Andrew - What we have discovered is something that many people have suspected for quite some time for a number of reasons but that we have in the Shomu-Shulaveris culture in the Republic of Georgia during the neolithic, the earliest evidence of wine production in the world. If you want to use round numbers we’ll say 6000 BC, so 8000 years ago. So we’ve pushed the earliest evidence of wine back about 1000 years by this discovery.

Georgia - What did you find and how did you know it’s evidence of wine?

Andrew - Pat McGovern, who is one of our colleagues down in the United States. Pat developed a process by which to look at the residue left by wine on ceramic vessels, and one of the important things you have to remember is tartaric acid. Tartaric acid is produced in the process of making wine, so he developed a process by which he would look at the absence or presence of tartaric acid on the inside of ceramic vessels. We also test the surrounding soil so we can also test if there is tartaric acid in the soil in high amounts. It wouldn’t be a good sample because you could argue that the tartaric acid on the pottery is a remnant of the tartaric acid that is present in the soil. So looking at the soil and the residue give us the fact that the presence of tartaric means that they were storing wine, or wine was in this pottery vessel.

Georgia - Just thinking about what I’m like, how do we know these people just didn’t leave grapes out too long by mistake? Do we know they intentionally wanted to make this drink?

Andrew - Well yeah, it’s used other lines of evidence. Looking at the pottery specifically and the type of pottery it is; looking at the iconography on the pottery, one of the things that is on all of the news wires that is going out, there is a famous ceramic vessel from the neolithic site of Khramis Didi-Gora in Georgia and it’s an iconographic representation of a cluster of grapes on the rim of the ceramic vessel. And of all of the range of symbols and images they could represent on their pottery, they chose to represent grapes.

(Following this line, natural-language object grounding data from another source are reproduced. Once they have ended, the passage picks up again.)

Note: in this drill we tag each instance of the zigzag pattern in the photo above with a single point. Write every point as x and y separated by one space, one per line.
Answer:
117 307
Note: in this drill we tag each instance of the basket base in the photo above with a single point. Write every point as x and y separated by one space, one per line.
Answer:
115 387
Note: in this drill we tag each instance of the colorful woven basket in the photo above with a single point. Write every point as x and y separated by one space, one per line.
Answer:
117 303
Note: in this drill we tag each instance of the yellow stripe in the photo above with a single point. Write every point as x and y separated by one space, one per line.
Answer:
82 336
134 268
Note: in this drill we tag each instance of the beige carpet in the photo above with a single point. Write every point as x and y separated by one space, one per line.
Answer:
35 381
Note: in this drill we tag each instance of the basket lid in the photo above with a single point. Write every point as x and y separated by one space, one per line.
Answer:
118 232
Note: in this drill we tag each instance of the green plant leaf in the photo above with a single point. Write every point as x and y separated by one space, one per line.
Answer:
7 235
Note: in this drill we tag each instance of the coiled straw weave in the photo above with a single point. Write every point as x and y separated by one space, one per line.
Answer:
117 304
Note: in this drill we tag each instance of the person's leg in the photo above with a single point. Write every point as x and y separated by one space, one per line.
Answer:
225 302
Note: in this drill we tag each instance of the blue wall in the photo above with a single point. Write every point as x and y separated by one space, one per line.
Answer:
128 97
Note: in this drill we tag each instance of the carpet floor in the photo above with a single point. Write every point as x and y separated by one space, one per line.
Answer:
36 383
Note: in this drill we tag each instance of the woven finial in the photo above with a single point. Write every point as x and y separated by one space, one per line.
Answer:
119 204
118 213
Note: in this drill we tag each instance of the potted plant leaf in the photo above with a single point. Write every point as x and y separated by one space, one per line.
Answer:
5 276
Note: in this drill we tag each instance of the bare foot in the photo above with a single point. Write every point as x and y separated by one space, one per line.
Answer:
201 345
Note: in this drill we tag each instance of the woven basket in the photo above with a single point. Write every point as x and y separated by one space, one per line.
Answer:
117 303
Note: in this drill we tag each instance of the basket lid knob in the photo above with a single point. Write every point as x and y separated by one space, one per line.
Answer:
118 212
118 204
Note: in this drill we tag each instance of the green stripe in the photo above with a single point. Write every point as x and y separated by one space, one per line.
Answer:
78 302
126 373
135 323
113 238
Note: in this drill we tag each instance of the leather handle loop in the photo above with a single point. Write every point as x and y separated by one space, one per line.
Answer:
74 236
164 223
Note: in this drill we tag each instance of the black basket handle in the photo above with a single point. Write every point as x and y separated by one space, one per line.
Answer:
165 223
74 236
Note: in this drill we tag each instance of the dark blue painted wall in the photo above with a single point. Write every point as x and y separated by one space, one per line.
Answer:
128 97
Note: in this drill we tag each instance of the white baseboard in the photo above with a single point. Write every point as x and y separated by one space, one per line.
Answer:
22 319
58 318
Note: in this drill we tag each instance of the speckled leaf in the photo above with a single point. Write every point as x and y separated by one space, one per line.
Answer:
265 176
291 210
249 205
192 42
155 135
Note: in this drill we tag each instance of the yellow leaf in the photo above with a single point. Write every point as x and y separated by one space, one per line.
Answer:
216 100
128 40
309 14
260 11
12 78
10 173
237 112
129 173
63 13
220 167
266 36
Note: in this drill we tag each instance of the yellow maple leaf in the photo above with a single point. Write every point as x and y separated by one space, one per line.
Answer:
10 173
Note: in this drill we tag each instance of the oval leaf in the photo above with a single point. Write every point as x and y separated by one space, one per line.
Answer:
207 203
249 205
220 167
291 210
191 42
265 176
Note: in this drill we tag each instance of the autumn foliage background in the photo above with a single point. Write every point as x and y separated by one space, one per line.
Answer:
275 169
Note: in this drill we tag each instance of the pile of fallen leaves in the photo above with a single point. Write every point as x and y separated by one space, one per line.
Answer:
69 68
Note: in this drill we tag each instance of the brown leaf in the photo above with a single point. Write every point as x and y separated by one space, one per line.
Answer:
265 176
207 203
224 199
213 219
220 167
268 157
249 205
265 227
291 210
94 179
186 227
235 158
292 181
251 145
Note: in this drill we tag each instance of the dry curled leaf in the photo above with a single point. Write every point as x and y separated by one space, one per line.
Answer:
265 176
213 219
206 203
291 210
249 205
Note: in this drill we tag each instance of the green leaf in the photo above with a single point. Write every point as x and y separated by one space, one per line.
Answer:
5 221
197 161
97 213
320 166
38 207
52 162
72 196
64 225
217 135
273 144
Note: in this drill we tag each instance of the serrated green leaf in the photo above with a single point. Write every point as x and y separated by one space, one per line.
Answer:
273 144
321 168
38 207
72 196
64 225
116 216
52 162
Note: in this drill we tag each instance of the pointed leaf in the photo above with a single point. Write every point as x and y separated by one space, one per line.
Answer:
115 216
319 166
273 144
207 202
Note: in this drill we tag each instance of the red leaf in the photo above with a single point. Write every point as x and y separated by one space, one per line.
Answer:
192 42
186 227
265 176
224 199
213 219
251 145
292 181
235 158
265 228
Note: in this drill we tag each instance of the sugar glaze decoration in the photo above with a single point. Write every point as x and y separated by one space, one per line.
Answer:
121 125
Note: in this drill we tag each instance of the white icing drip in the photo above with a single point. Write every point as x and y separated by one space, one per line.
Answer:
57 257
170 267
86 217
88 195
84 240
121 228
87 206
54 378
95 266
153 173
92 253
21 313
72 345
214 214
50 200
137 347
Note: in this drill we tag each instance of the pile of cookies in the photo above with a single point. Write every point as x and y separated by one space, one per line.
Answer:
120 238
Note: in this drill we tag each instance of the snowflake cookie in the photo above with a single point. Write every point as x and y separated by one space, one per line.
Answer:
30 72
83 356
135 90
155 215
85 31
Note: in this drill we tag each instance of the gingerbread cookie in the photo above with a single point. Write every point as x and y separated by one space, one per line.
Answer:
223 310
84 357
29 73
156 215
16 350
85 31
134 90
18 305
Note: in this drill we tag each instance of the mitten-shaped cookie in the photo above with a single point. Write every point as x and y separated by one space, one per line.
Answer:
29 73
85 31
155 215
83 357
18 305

And to make wine that’s drinkable, and en masse to be able to provide for many people you can’t just leave it out. Anybody who’s left a glass of grape juice out knows that it doesn’t necessarily turn to wine - it will turn to vinegar. Do we understand how they made the wine? No, because what we have is just the residue, the evidence of the process. What we don’t have is a production facility; we don’t have where they were actually making and storing the wine during this period. So they were making and storing it somewhere, we just don’t know exactly where.

Georgia - Are you holding out hope you might discover a very aged vintage?

Andrew - Well I will say, and any archeologists listening to this programme, there’s an axiom in archeology that in any field project your greatest discoveries or the greatest challenges that you have normally appear on the last day. And certainly on our excavations last summer, on the very last day of excavation we were cleaning for site photos etc., and one of our students and Georgian colleagues was being a bit vigorous in their cleaning and did a little bit of excavation and uncovered the top of what appears to be a fully intact vessel. So we were like umm, because usually what we found on this site thus far are fragments of vessels. Unfortunately we had to rebury it because we just didn’t have the time to excavate it, so it’s a treat waiting for whoever is the lucky square supervisor to excavate next summer.

Georgia - Wow - you reburied this pot?

Andrew - We didn’t rebury it - we just recovered it. We put material on top of it, then we covered that with soil. We know where it is, no-one else knows where it is, and we’ll go and recover it.

Georgia - Brilliant! I hope it’s still there when you go back.

Andrew - Me too! Looting is an issue in all countries. We’re very fortunate however, the local communities around where we work. We have a problem of the local herders running their cows throughout site leaving us little treats every day as they move their cows through. But they keep an eye on things for us and so we’re pretty confident that everything will be as it is when we return.